TechingToday

Claude tops AI chatbot rankings - GPT-4 finally trails in second place

General

Anthropic's next-generation artificial intelligence model, Claude 3 Opus, took the top spot on the Chatbot Arena leaderboard, pushing OpenAI's GPT-4 into second place for the first time since the start of last year. [LMSYS Chatbot Arena, unlike other AI model benchmarks, relies on human votes.

The various GPT-4 versions of OpenAI have held the top spot for so long that other models close to their benchmark scores are known as GPT-4 class models. Future rankings may require the introduction of a new Claude-3 class model.

It is worth noting that the Claude-3 Opus and GPT-4 scores are very close, and a "significantly different" GPT-5 is expected at some point this year, a year after the OpenAI model was introduced.

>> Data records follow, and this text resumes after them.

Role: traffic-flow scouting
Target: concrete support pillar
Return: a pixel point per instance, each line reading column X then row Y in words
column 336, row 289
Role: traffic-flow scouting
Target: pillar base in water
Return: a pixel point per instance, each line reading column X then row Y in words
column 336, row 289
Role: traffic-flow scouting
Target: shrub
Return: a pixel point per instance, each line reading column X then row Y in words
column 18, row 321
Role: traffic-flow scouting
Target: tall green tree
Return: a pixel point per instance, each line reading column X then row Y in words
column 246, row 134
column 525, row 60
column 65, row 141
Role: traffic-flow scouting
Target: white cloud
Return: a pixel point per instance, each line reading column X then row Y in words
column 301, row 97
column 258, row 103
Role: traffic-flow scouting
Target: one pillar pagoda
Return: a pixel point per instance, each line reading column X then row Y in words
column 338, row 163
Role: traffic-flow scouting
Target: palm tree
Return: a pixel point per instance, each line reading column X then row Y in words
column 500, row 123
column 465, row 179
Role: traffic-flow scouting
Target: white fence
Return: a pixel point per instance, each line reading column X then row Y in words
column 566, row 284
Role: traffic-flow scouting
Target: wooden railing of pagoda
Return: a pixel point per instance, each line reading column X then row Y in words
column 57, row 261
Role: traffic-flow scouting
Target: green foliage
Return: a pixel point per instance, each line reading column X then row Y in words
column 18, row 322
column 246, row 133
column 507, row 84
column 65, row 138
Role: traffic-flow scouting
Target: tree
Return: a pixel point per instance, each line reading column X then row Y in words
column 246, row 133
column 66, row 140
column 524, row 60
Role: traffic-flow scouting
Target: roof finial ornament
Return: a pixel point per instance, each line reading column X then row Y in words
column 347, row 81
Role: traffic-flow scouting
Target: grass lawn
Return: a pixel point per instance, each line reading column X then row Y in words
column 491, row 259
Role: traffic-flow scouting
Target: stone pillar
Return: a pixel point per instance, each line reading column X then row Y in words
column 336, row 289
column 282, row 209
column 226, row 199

The chatbot arena is run by LMSys, the Large Model Systems Organization, where a wide variety of large language models fight in anonymous randomized battles.

It was first launched last May, during which time models from Anthropic, OpenAI, and Google dominated most of the top 10, garnering over 400,000 user votes.

More recently, open-source models have become increasingly present, with models from Chinese companies such as French AI startup Mistral and Alibaba also topping the list.

The Elo rating system, widely used in games such as chess, is used to calculate a player's relative skill level. Unlike chess, this ranking applies to chatbots and not to the humans using the model.

The arena has limitations, not all models or versions of models are included, and GPT-4 models may not be loaded.

The arena also does not include well-known models such as Google's Gemini Pro 1.5 and Gemini Ultra, which have huge context windows.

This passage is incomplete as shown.